What would you say is THE MOST important factor to good imaging?


Experience has taught me that hardware is critical, but of course so are the room/treatments, the speakers themselves,and the recording's engineering/mastering quality.

But I would have to say that the biggest influence is the room, with speakers and mastering a close second...

What do you say?

Michael
mkh1099

Showing 3 responses by georgehifi

You don’t have to do 1/8" increments.

Image placement:
Toe out too far you start to get just a softened center image, and nothing either side of that center image.
Toe in too far and you get nothing outside the speakers, and a strong center image.

Depth perspective:
Comes from how good your speakers are, what’s between them (hopefully nothing), how far from the back wall they are

It’s all what your ear/eyes are hearing and seeing, and use a good disc that has known great imaging spread and depth. Or get a simple setup disc like the Chesky JD37, whatever you do don’t play from track 28 on wards.

Cheers George
Contrary to George’s opinion, horns can provide excellent imaging if somewhat reduced SS depth.

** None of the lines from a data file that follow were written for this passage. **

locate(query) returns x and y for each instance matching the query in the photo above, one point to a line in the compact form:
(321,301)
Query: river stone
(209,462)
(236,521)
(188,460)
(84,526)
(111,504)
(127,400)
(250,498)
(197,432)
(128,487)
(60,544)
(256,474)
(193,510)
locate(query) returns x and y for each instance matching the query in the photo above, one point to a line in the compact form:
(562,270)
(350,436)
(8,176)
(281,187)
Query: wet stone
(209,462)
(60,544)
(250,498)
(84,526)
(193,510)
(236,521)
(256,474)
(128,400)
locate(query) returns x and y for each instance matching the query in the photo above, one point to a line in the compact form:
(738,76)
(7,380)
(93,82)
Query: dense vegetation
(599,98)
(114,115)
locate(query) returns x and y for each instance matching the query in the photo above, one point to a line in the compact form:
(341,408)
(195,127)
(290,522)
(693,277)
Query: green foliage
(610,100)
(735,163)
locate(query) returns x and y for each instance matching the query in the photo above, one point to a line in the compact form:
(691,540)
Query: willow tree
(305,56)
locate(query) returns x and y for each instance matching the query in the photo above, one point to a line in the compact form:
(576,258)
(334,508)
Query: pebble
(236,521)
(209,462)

Just another pointless dig at horns he feels he must insert. Oz

The more directional the better, that’s why esl’s, ribbons, planer ect are so good at imaging, width, depth and placement. But are usually one to two person hot spot seating, horns just have a diffused "wall of sound." 
Iv’e owned LaScala’s, Heresy’s and Forte, they don’t come close to esl’s, ribbons, planer ect.

Cheers George
mkh1099
What would you say is THE MOST important factor to good imaging?

No horns, toe in just right, stable speaker footing, nothing between the speakers, that means equipment rack/s tv ect.
Speakers should be out from the back wall, and in from the side walls.